Stephen solved the problem by editing /var/svn/lcfg/conf/authz directly.
After this was solved there was another problem; my svn commit would succeed, but nothing would appear in the autocheckout directory. After some digging and experimenting I found that the permissions and ownership on the autocheckout directory needed to exactly match that of the repository or nothing would be checked out. When I compared them I found that the group and the permissions didn’t match. Once I had adjusted them and tried another test commit, the autocheckout succeeded.
————- /var/lib/autocheckout now populated —
————- develop and default releases now there –
* Restore /var/lcfg/releases from elsewhere
And correct the file ownership
————- stable and testing releases now there —-
* restore /var/lcfg/lcfgrelease.sh
And correct the file ownership
————- release script restored —————-
* restore /var/cache/lcfgreleases from rsync.lcfg.org::lcfgreleases
And correct the file ownership
————- stable releases cache restored ———
* Start the rfe and rsync components on tobermory
————- CO access to lcfg/foo restored ———
————- MPU access to svn restored ————
* Start the rsync component on tobermory
————- changes now available to slaves again —-
* Remove the boot.services alterations from lcfg/tobermory
* Remove subversion.authzallow restrictions from lcfg/tobermory
* om bressay.server start
* om illustrious.server start
* om dresden.server start
* om mousa.apacheconf stop
* om mousa.server start
————– mammoth rebuilds now hopefully start —
* Mail a progress report to cos
I told the COs that they could now once again use rfe and also use the subversion repository.

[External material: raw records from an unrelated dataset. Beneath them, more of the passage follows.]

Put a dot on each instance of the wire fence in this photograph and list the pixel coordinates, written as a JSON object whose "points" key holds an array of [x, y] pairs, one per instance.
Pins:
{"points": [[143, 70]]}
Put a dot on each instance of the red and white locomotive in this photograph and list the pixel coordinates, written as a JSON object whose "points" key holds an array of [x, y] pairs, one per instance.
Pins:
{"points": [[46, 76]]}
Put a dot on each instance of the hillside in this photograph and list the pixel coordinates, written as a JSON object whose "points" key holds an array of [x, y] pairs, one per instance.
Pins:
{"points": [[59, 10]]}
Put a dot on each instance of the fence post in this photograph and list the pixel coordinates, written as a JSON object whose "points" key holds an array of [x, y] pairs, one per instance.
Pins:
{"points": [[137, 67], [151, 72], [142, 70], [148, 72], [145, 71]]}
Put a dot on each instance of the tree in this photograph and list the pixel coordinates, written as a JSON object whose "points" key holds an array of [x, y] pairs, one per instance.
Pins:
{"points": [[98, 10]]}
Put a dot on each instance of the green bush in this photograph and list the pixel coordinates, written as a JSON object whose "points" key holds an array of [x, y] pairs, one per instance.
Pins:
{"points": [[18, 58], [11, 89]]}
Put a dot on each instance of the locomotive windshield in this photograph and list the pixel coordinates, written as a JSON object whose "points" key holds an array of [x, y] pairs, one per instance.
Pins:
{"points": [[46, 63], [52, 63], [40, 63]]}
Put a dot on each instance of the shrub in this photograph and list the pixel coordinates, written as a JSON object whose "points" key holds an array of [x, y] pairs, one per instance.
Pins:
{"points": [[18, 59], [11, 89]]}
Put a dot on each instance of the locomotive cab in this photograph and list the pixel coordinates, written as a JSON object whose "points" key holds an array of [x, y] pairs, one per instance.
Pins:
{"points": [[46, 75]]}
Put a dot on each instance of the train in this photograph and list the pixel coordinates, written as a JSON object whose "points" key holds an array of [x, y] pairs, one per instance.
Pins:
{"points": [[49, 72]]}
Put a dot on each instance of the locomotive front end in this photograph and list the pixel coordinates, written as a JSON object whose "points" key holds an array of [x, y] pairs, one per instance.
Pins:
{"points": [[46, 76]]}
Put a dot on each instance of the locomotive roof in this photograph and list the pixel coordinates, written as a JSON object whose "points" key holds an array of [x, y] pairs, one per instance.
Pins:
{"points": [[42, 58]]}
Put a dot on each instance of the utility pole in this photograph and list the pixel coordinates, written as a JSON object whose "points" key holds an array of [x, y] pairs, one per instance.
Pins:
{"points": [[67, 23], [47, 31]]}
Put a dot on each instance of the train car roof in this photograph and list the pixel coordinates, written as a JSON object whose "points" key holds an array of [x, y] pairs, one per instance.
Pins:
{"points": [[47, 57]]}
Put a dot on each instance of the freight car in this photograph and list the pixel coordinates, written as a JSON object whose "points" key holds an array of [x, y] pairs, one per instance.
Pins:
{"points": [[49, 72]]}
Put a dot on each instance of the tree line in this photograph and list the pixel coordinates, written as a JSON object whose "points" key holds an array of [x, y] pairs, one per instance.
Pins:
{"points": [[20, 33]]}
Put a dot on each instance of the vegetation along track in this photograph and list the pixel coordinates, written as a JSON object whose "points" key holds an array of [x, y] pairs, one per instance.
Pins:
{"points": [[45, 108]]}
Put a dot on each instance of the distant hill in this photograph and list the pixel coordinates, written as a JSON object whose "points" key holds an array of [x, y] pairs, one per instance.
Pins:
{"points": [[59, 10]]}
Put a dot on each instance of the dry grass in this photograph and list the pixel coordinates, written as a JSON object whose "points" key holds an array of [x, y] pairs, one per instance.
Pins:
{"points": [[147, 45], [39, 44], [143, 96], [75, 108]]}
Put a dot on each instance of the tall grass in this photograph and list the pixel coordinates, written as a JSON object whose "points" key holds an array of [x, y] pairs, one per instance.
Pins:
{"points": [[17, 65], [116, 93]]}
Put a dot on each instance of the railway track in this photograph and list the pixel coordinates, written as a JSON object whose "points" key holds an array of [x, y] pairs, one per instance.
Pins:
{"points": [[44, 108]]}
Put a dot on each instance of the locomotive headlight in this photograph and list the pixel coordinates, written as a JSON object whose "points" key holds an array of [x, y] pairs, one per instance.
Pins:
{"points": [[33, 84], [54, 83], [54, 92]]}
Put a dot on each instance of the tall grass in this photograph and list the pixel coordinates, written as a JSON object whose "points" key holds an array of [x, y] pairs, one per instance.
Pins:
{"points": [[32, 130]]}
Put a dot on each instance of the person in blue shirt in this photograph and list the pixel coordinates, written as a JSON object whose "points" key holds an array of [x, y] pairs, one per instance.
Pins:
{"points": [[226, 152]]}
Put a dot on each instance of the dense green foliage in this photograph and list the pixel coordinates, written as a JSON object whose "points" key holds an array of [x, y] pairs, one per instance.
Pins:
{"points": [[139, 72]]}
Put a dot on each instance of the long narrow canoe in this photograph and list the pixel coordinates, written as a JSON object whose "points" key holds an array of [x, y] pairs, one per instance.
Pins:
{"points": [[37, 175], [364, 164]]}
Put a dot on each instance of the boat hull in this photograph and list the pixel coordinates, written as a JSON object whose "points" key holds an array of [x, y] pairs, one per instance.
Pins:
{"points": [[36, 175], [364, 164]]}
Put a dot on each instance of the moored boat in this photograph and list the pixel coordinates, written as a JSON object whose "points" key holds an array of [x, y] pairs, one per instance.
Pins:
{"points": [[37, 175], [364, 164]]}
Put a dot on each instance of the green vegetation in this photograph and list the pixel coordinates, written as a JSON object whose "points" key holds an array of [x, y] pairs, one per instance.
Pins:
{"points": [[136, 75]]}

They could use rfe but subversion wasn’t actually going to be available to them until tobermory had got its new profile, which it hadn’t yet. Oops.
————– mousa rebuild finishes —————-
A complete rebuild has recently been taking an enormous amount of time, two to three hours, and crippling the slave server involved. That’s why I shut down apacheconf – to minimise the load on the machine. However with no existing spanning maps this complete rebuild took precisely 35 minutes! Normally it takes 30 minutes to build 1000 profiles when the stable release is installed. 35 minutes is on a par with that – we currently have a total of 1143 profiles on the slave servers. The total number of hosts to process was 2813. The difference between the two figures is from hosts which have no XML profile associated with them.
* rfe dns/inf, point lcfg alias at mousa
* om mousa.apacheconf start
————– CO access to svn restored ————-
————– LCFG service is now functional ———-
* om trondra.apacheconf stop
* om trondra.server start
————– mammoth trondra rebuild starts ———
————– mammoth trondra rebuild finishes ——-
* om trondra.apacheconf start
————– LCFG service is back to normal ———-
* Announce to cos
Note to self and colleagues for future.
When reinstalling one of the LCFG servers, things would go more smoothly if the following were done:
- At least a day before, shift the lcfg.inf.ed.ac.uk alias from the machine you’re going to reinstall to the other LCFG server. Machines which are starting their reinstall contact this server for their profiles, and you don’t want to break installs for several hours – besides which the machine’s own install will stall with “failed to download LCFG profile”.
- Also beforehand, remove lcfg_server and lcfg_apacheconf from boot.services. Keep them out until the machine has finished its reinstall and is up and running OK as a normal machine.
- Then reinstate lcfg_server, start it up, and wait until it has finished remaking all of the profiles it needs to. This can take an hour or two.
- Then reinstate lcfg_apacheconf, start it up, and check in the apacheconf.lcfghost log that it’s serving profiles correctly.
- If you’re using server.keepmaps, then go to the other LCFG server and zap its server cache. This should synchronise the content of the spanning maps with the newly reinstalled server. If you don’t do this you’ll get instability in the spanning maps and machines will go in and out of them.